The second semi was a far more dramatic affair. Smith and teammate Jamie Sharp held the front row with Matt Cowley and Chris Middlehurst taking-up position immediately behind. As the red lights went out, Smith and Sharp charged swiftly towards the first corner but not so Cowley and Middlehurst. They remained static, Cowley with a sticking brake whilst Middlehurst had stalled. It was the end of ‘what could have been’ as the pack swarmed past. Both drivers would go-on to show remarkable speed when finally in the mix, Middlehurst finishing in P4, Cowley in P5, but they were too far back to close the gap on the leaders. Instead, it was national champion, Neil Maclennan who had worked his way into the lead. A magnificent move around the outside of Paddock Hill displaced Smith into second whilst a grassy moment for Sharpe saw his hopes slip down the order, allowing Jack Wolfenden to bring his Firman RF17 home in third.
And so the scene was set for the Grand Final. 2019 Festival winner Browne on pole position and 2020 champion Maclennan alongside. Martin would start in P3 with Smith beside him. Meanwhile those startline dramas for Middlehurst and Cowley in the semi’ had cost both dearly, resulting in Middlehurst lining-up in P8 with Cowley two places further back.
Browne flew off the line and for the opening couple of laps, it seemed that he might be on his way to a magnificent double. But Smith was fired-up and loving the changing conditions. Having scythed past Maclennan on lap 2, he set about hunting-down Browne, harrying his quarry, probing relentlessly in an attempt to open a gap, which in turn prompted Maclennan to recharge his effort and close-in behind Smith.

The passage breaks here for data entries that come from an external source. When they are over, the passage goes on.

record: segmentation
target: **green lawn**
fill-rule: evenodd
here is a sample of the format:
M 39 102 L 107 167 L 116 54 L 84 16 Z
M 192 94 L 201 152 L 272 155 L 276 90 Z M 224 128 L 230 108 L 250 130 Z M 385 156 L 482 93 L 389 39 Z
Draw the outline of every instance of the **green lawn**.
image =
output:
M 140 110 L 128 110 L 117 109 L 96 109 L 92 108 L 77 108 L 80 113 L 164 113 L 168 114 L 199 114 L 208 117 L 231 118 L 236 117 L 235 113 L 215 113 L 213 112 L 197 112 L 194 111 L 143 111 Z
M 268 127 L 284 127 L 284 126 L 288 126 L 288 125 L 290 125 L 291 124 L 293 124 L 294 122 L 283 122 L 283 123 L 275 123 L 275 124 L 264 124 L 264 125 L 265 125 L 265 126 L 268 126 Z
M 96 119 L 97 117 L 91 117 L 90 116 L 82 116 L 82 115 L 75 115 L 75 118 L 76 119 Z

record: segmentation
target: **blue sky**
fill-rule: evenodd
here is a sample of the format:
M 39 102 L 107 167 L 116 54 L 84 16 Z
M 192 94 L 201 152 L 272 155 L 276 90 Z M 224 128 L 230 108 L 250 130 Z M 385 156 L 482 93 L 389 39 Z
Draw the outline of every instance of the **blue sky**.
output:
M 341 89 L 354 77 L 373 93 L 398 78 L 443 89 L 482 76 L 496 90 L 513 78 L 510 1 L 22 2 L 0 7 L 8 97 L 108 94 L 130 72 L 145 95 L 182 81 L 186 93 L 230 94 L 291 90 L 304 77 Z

Browne’s defence was stoic. He placed his car carefully, determined to keep Smith at bay, but Smith knew that this was his chance to add his name to the Festival’s long roll of heroes and so heading into Clearways at half-distance, he quickly switched off the wet line to leap across the kerb and into the lead.
Once in front, he was able to make a gap as Browne now faced pressure from Maclennan, but a lock-up at Paddock shot the young Scot onto the painted run-off strip and quickly into the barrier.
With the safety car called-out, Smith’s lead was cut right back but he made a determined job of the restart and once again was able to keep his Medina ahead of Browne. Meanwhile, Cowley and Middlehurst had both been making-up places and were soon on Martin’s tail. Clearing Aron in the Team USA car, the three teammates looked set to head in succession to the line but pressure from Cowley saw Martin run wide; the GT4 front-runner needed no other invitation and seized his chance to make the pass.
At the end, Smith held on to take the win, his first at the Festival and likewise for the B-M Racing squad. Browne was close behind in second whilst Cowley fought-off the attention of Middlehurst to complete the podium line-up.